In this study we show the interaction of N-ethylmaleimide-sensitive fusion protein (NSF) with a small GTP-binding protein, Rab6. NSF is an ATPase involved in the vesicular transport within eukaryotic cells. Using the yeast two-hybrid system, we have isolated new NSF-binding proteins from the rat lung cDNA library. One of them was Rab6, which is involved in the vesicular transport within the Golgi and trans-Golgi network as a Ras-like GTPase. We demonstrated that the N-terminal domain of NSF interacted with the C-terminal domain of Rab6, and these proteins were co-immunoprecipitated from the rat brain extract. This interaction was maintained preferentially in the presence of hydrolysable ATP. Recombinant NSF-His(6) can also bind to C-terminal Rab6-glutathione S-transferase under the conditions to allow the ATP hydrolysis. Surprisingly, Rab6 stimulates the ATPase activity of NSF by approx. 2-fold as does alpha-soluble NSF attachment protein receptor. Anti-Rab6 polyclonal antibodies significantly inhibited the Rab6-stimulated ATPase activity of NSF. Furthermore, we found that Rab3 and Rab4 can also associate with NSF and stimulate its ATPase activity. Taken together, we propose a model in which Rab can form an ATP hydrolysis-regulated complex with NSF, and function as a signalling molecule to deliver the signal of vesicle fusion through the interaction with NSF.

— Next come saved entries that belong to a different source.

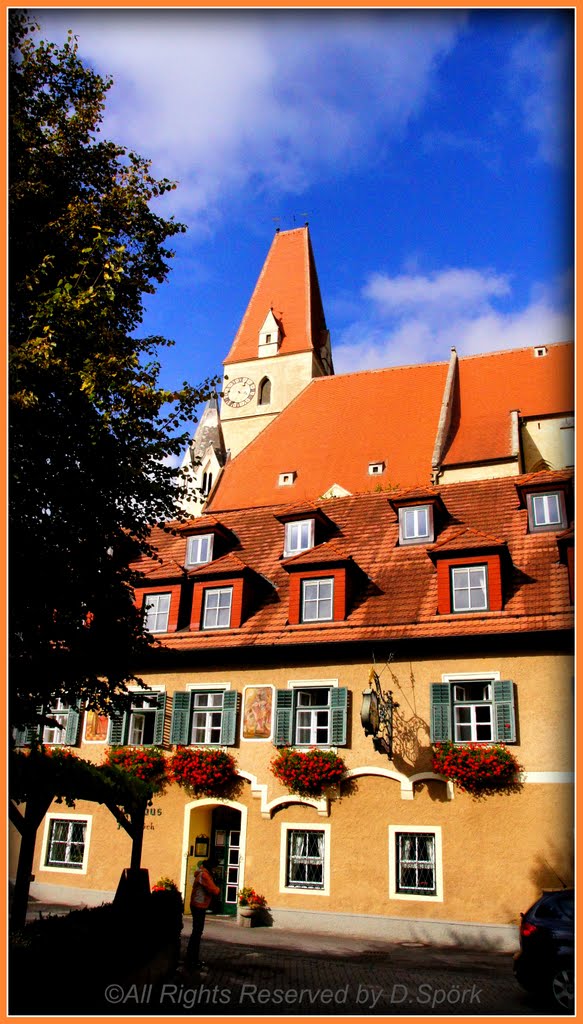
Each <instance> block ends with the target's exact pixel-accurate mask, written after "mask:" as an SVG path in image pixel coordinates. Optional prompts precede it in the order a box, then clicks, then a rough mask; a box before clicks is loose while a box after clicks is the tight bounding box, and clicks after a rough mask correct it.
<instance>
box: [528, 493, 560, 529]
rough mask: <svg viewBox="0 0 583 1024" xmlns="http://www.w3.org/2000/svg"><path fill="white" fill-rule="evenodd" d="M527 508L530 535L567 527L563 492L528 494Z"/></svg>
mask: <svg viewBox="0 0 583 1024" xmlns="http://www.w3.org/2000/svg"><path fill="white" fill-rule="evenodd" d="M527 508H528V510H529V530H530V532H531V534H538V532H540V531H542V530H551V529H565V528H566V527H567V510H566V506H565V493H564V492H563V490H550V489H549V490H544V492H532V493H528V494H527Z"/></svg>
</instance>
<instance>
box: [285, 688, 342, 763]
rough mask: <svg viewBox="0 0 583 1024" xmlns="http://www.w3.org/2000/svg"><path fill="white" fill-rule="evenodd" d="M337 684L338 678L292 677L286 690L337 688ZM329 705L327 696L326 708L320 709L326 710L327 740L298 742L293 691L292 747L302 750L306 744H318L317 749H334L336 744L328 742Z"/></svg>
mask: <svg viewBox="0 0 583 1024" xmlns="http://www.w3.org/2000/svg"><path fill="white" fill-rule="evenodd" d="M338 686H339V682H338V679H292V680H289V681H288V690H294V691H296V690H316V689H326V690H332V689H334V688H337V687H338ZM331 706H332V700H331V698H330V697H329V699H328V709H324V708H321V709H320V711H325V710H327V711H328V740H327V741H326V742H325V743H319V742H318V741H317V740H316V739H315V740H314V741H309V742H307V743H300V742H298V740H297V738H296V737H297V696H296V693H295V692H294V698H293V707H292V716H293V717H292V722H293V726H292V728H293V745H294V748H295V746H297V748H299V749H301V750H304V749H305V748H306V746H318V750H319V751H329V750H336V746H334V745H333V744H332V743H331V742H330V730H331V728H332V719H331V714H330V711H331ZM304 710H305V711H306V712H307V711H309V708H305V709H304ZM318 710H319V709H318V708H316V707H315V708H314V711H315V712H318Z"/></svg>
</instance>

在本研究中,我们展示了N - 乙基马来酰亚胺敏感融合蛋白(NSF)与一种小GTP结合蛋白Rab6的相互作用。NSF是一种参与真核细胞内囊泡运输的ATP酶。利用酵母双杂交系统,我们从大鼠肺cDNA文库中分离出了新的NSF结合蛋白。其中之一是Rab6,它作为一种类Ras GTP酶参与高尔基体和反式高尔基体网络内的囊泡运输。我们证明了NSF的N末端结构域与Rab6的C末端结构域相互作用,并且这些蛋白可从大鼠脑提取物中进行共免疫沉淀。这种相互作用在可水解ATP存在的情况下优先维持。重组NSF - His(6)在允许ATP水解的条件下也能与C末端Rab6 - 谷胱甘肽S - 转移酶结合。令人惊讶的是,Rab6刺激NSF的ATP酶活性约2倍,α - 可溶性NSF附着蛋白受体也有同样的效果。抗Rab6多克隆抗体显著抑制Rab6刺激的NSF的ATP酶活性。此外,我们发现Rab3和Rab4也能与NSF结合并刺激其ATP酶活性。综上所述,我们提出了一个模型,其中Rab可以与NSF形成一种受ATP水解调节的复合物,并作为一种信号分子,通过与NSF的相互作用传递囊泡融合信号。